Treatment of an infectious disease has typically depended on the microbiology laboratory to describe planktonic, freely suspended, rapidly growing micro-organisms based on their growth characteristics in culture media and their sensitivities to antibiotics. However, the laboratory environment is not representative of how micro-organisms appear and respond in their natural environment in a host; hence, conventional cultures often do not reveal all the organisms present. In addition, hundreds of bacteria in a biofilm may grow as a single colony.
Biofilms comprise slow-growing, difficult- or impossible-to-culture micro-organisms. Easily grown, rapidly multiplying, contaminating, and colonizing micro-organisms may overshadow biofilm micro-organisms, making them difficult to recognize or easily overlooked. Thus, the quantity or variety of organisms present may be underestimated. Sonication of the biofilm will disrupt the integrity of the biofilm and release the micro-organisms, providing an opportunity for culture and treatment by conventional methods.
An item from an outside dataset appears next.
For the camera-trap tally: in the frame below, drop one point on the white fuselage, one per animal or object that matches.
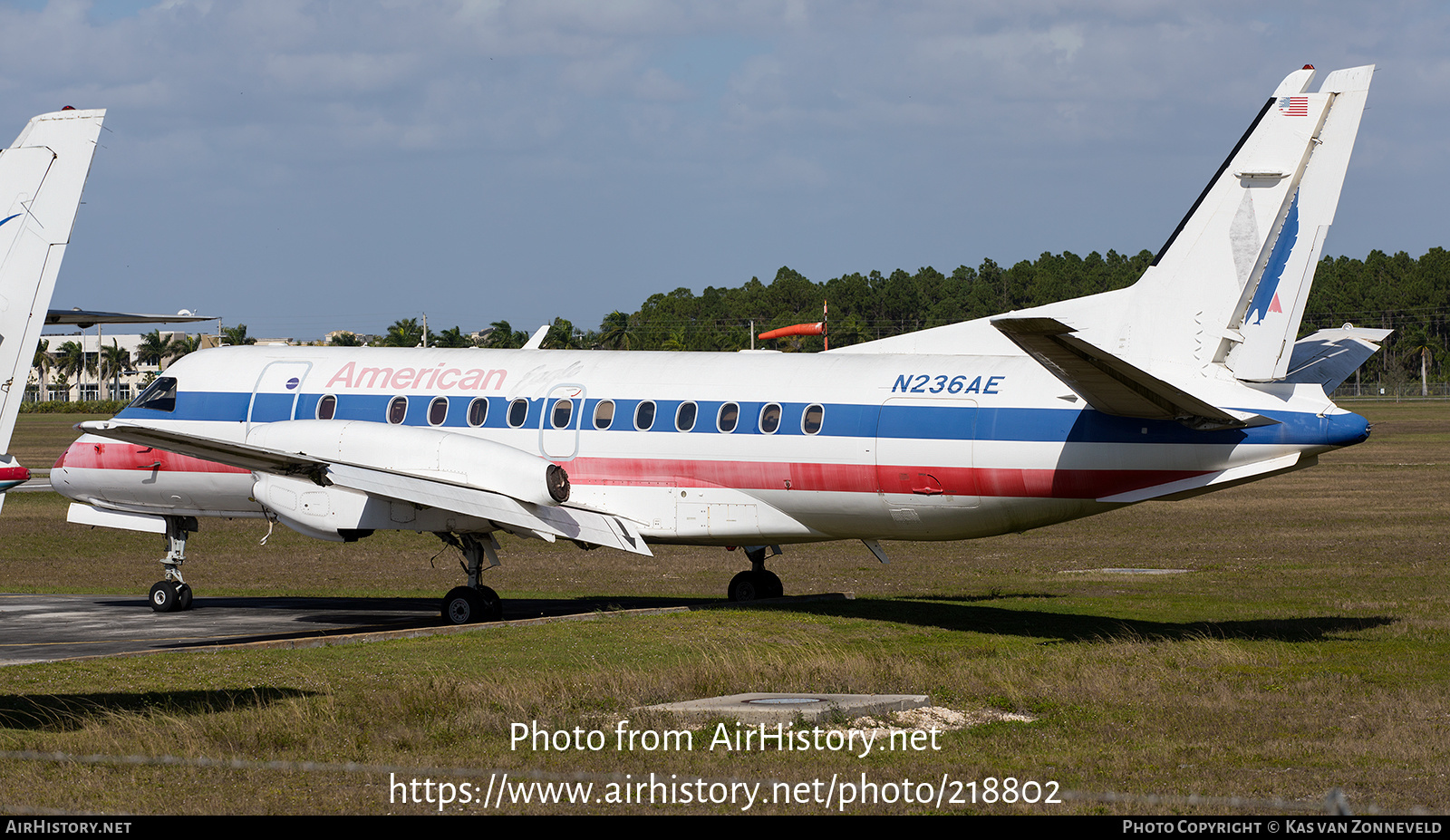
(741, 449)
Treatment of biofilm micro-organisms can be difficult and frustrating. Biofilm infections tend to persist on medical devices, dead bone, and necrotic tissues despite antibiotics, antiseptics, and the host’s immune response. If no biofilm is present, these sites may act as sites of adhesion, the early stage of biofilm development. Biofilm resistance to antimicrobials or the failure to kill or suppress micro-organisms protected in the biofilm may be an underlying dynamic in chronic osteomyelitis, chronic wounds, and the resistance of exposed tendon to coverage with granulation tissue or skin grafting. As a result, biofilms may help explain why some wound care treatments are successful and others are not. Much research is needed in this area.
Conclusion
Biofilms help explain why infections respond well to removal of a medical device; why chronic quiescent osteomyelitis, cellulitis in the calf, and other recurring infections become active infections; why wounds should be healing but are not; why infected bone and wounds respond well to debridement; and why skin ulcers, wounds, burns, and other necrotic tissues respond well to frequent maintenance debridement.
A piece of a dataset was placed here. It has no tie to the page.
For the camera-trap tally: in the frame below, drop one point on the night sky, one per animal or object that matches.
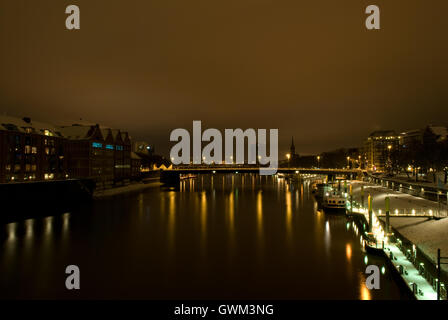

Biofilms, persisters, and other unculturable (and therefore, unrecognized) pathogens underscore the inadequacy of sampling and culturing methods presently in use. Experiences with biofilms and persisters suggest the need for a culture-independent approach for pathogen identification. Current culture methods to demonstrate presence of infectious disease and antibiotic treatment based on sensitivities from these cultures may soon become obsolete. Along with other unrecognized pathogens, biofilms provide an opportunity to reconsider commonly held beliefs and assumptions regarding infection and offer new possibilities for diagnosis and treatment. The ramifications of biofilms can be widespread. To this end, clinicians should not only maintain a healthy skepticism regarding seemingly unexplainable phenomena, but also consider all possibilities, no matter how unorthodox.